Smith, an intern in Scottsdale’s Planning Department, intends to do precisely that — just in a more rural locale.
On June 30, the Arizona State University graduate will leave for Woe, Ghana, a fishing village in West Africa that has been damaged by decades of sea erosion.
Just as the 23-year-old has assisted Scottsdale with its general plan — or blueprint for development — Smith will be charged with helping to design buildings and plan future development for the weather-beaten village.
"It’s overwhelming at the moment," she said. "But I’m ecstatic."
Smith graduated from ASU’s School of Architecture last May, and has since worked for the city on a variety of projects, from designing facades for post-World War II Scottsdale homes to helping create Web site and CD-ROM versions of the city’s general plan.
At least one of her supervisors isn’t surprised that Smith is going from a relatively rich city with computers at every desk to a village where electricity, flush toilets and indoor showers are a luxury.
"She is a very smart and adaptable person. She is incredibly mature for her age," said Monique de los Rios-Urban, a Scottsdale senior planner. "I think it will benefit her in the short-run for her trip, and for the long-run for where she is going to go in her career."

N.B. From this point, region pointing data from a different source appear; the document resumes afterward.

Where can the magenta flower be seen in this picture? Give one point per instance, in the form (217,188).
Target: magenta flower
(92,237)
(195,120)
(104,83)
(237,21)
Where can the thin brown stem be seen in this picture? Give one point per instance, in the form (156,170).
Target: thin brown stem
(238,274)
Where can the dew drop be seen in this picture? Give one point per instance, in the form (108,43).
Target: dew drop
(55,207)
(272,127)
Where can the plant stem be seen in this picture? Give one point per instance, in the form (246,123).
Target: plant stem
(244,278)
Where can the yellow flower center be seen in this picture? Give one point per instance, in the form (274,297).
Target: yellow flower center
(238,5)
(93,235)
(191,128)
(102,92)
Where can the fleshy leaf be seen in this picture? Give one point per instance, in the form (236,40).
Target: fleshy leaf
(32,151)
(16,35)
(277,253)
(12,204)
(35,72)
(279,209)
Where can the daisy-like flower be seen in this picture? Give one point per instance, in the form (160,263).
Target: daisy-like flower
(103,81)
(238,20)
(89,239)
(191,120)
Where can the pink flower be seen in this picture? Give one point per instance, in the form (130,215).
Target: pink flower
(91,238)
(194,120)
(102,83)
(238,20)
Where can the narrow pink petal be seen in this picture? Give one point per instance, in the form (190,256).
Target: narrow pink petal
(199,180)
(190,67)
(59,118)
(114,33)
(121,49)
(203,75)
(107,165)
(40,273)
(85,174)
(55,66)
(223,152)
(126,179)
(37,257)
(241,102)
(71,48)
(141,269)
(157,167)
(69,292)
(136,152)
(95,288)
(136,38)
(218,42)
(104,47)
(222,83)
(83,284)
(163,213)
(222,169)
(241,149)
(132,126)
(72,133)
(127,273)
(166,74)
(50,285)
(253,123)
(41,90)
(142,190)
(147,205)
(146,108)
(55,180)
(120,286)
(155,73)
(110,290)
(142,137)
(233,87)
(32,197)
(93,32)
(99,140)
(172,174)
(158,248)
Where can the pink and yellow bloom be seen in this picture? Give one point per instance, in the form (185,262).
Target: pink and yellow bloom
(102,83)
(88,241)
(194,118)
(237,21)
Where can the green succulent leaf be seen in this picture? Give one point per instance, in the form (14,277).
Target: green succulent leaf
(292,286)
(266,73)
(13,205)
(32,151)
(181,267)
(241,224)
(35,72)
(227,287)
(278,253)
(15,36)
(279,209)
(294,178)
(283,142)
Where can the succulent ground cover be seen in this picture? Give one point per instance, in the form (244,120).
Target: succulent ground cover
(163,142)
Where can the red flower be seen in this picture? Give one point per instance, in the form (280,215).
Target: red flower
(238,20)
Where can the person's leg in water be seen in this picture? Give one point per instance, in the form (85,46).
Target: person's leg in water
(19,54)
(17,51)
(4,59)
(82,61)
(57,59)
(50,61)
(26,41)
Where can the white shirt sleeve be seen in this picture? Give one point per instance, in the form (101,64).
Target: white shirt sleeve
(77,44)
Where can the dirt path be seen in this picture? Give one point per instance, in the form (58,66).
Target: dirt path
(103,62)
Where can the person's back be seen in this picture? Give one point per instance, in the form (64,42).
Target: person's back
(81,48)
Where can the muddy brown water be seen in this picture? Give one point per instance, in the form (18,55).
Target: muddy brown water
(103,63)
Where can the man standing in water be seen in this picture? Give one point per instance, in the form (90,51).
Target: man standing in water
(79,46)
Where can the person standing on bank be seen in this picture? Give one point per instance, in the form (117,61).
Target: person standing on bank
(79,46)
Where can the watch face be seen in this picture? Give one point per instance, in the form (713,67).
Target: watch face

Eighty years ago, Woe was a thriving coastal village in southeast Ghana, but it has since experienced an exodus of people, government facilities and industry as sea erosion has destroyed most of the town, Smith said.
She applied for the assignment through Cross-Cultural Solutions, a New York-based nonprofit organization that specializes in international volunteer work. She’ll earn graduate credits for the five-month adventure.
Smith said she is interested in how architecture affects society, and sees the developing area as an ideal place to focus on the discipline. In addition to planning work, Smith said she’ll help build some structures.
"There is so much history. You go back to the origins of storytelling. You go back to early construction — it all kind of links back," she said. "To live in a village where cell phones and automobiles aren’t predominant, you can really focus on social dynamics and interaction within the community. You can focus on people as opposed to the things."